出国前、日本の留学エージェントを使用せずに自力で留学手続きを進める期間に、必要に駆られて培った現地とのコミュニケーションスキルが、留学してからも意外と役に立つことが最近わかってきました。
今回は、留学先現地の人とのコミュニケーション方法について体験談をご紹介したいと思います。
私にとっては今回が初めての留学なので、今年の1月に留学を決めた時は全ての知識がゼロの状態からのスタートでした。何から始めて良いのか全く分からなかったので、もちろん日本の留学エージェントには多数問い合わせをしました。(私がエージェントを使用しなかった訳は、別記事『自力のビザ申請』にてご紹介した通りです。)
まず最初に分かったことは、「F1ビザを取ること」「学校を決めて出願すること」が必要ということでした。ビザを取るのが先かと思っていましたが、留学先の学校からI-20という入学許可証をもらってからでないとビザ申請をできない、なんてことは全く知らずにスタートしました。来る日も来る日も、問い合わせ、問い合わせ、問い合わせの日々。そしてそれを一言で表すと「たらい回しの刑」でした。
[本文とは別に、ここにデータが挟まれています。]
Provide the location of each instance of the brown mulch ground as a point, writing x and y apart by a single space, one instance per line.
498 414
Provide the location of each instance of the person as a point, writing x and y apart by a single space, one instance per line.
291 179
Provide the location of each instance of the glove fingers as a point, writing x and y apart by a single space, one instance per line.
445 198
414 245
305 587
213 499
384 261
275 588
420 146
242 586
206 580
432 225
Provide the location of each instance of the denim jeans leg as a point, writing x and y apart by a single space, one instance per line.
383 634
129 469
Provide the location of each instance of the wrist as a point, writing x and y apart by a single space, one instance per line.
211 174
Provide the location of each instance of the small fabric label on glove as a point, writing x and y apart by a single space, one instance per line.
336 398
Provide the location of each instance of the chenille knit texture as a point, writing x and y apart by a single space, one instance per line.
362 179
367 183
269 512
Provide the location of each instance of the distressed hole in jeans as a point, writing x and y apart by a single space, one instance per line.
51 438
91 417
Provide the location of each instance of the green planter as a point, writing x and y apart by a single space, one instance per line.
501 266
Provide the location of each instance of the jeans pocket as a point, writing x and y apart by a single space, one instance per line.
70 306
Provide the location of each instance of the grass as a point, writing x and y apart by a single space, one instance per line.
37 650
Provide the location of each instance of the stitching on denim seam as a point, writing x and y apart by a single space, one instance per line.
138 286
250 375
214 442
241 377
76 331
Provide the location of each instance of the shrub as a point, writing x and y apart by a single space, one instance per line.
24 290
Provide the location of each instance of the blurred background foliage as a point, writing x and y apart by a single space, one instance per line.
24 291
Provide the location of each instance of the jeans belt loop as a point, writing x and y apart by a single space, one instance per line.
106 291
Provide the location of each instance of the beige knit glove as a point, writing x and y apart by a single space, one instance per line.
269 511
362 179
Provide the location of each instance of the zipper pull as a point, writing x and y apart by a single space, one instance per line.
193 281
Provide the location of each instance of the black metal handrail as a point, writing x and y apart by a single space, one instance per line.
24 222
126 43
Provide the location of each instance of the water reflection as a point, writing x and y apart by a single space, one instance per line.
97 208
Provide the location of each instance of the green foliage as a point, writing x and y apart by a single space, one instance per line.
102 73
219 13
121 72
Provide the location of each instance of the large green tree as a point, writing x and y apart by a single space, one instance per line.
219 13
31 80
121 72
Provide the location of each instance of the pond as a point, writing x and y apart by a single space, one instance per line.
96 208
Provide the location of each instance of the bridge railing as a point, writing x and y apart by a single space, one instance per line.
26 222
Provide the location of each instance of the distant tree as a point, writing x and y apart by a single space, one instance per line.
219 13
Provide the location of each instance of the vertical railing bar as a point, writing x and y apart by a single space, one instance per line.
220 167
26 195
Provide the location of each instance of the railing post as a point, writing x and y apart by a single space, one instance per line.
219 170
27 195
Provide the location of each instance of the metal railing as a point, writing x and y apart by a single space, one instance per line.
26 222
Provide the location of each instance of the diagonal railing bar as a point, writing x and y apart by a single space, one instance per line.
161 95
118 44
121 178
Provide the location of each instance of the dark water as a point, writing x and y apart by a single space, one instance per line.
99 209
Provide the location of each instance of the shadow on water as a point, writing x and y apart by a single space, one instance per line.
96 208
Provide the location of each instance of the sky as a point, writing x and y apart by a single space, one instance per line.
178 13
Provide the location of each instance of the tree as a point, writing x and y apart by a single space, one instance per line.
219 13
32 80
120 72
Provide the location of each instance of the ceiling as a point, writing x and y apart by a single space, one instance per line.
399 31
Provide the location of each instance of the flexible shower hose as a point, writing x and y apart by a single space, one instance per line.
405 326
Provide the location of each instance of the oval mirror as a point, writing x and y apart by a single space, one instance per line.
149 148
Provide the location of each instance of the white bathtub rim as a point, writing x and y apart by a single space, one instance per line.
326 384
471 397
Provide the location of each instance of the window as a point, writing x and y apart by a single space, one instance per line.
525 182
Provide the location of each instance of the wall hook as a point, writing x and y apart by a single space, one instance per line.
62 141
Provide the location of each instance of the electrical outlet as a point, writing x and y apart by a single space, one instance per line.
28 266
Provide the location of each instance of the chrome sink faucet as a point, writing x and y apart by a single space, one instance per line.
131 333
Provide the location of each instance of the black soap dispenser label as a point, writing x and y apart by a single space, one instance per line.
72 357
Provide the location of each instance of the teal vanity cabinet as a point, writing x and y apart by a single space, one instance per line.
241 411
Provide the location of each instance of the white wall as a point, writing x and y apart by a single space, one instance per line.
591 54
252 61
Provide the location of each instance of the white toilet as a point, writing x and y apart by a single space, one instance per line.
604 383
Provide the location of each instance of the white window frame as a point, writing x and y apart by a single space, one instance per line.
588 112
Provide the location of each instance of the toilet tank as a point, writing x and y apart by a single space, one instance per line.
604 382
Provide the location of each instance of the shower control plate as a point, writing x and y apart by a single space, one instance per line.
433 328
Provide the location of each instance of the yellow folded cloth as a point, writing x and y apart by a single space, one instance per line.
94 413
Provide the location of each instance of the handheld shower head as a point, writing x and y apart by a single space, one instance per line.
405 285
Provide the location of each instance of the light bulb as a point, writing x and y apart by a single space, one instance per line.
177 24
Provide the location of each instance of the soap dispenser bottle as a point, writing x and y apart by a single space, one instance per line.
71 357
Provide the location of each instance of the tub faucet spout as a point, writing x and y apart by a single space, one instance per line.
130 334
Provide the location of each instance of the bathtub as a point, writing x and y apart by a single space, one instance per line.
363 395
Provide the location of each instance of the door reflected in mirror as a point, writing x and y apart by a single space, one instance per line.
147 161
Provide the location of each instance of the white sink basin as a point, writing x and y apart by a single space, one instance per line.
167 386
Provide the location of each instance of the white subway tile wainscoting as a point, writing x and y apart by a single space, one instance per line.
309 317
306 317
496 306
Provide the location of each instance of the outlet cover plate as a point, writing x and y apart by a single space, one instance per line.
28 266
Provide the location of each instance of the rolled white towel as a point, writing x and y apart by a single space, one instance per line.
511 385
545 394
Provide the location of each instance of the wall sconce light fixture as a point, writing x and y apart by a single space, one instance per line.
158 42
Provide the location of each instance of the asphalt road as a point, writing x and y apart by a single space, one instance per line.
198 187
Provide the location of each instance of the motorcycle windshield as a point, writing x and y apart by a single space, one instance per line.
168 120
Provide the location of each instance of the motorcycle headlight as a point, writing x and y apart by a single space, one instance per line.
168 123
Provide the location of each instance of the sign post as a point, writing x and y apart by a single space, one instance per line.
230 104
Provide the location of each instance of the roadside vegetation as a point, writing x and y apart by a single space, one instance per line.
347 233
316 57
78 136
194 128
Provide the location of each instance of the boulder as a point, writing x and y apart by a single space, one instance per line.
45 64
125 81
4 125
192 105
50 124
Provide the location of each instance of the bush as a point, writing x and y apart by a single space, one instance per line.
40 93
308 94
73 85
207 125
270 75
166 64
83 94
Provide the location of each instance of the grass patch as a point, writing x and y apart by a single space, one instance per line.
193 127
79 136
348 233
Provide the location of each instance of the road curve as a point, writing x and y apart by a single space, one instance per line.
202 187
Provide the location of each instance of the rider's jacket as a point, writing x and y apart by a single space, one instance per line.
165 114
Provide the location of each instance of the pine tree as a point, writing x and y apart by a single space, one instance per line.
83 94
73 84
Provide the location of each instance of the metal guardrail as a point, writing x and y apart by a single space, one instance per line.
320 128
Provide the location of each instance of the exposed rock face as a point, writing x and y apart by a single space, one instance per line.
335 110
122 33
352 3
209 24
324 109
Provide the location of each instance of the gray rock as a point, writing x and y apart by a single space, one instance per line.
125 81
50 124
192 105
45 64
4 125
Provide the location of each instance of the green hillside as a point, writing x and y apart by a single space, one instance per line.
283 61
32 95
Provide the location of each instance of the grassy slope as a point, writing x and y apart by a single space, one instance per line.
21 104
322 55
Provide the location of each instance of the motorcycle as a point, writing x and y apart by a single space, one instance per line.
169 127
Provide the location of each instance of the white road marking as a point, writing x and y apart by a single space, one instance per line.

この記事を読んでくださっている皆さんには、あの苦痛な経験をしてほしくないので、自分が質問したいことの正しい返答を、少しでも効率良くゲットするためのコツをお伝えできればと思っています。(学校や学科を検索する際のおすすめ方法についても、過去の記事『ビザ取得の流れ』をご覧いただけたら幸いです。)
学科の担当者は留学生の担当者ではない
学校の規模にもよりますが、学校に問い合わせる際は、基本的にはその学科や学部の総合受付のメールアドレスか電話番号を見つけることが必要です。ただし、「学科の担当者は留学生の担当者ではない」ことが最初の要注意ポイントです!
この学科ではどのようなコースがあり、何単位取るとどんな認定証が取得できるのか、学位や資格を取るためにはどのコースを選べば良いのか、といった「その特定の学科と学部、コースに関係することのみ」質問することを強くおすすめします。
多くの留学生はアカデミックな英語が完璧ではない状態で留学することと、過去にアメリカの基礎科目の英語(国語)の単位を取得していない場合がほとんどなので、専門分野のコースに入る前に、語学学校に通ったりESL(English as a Second Language)コースで勉強します。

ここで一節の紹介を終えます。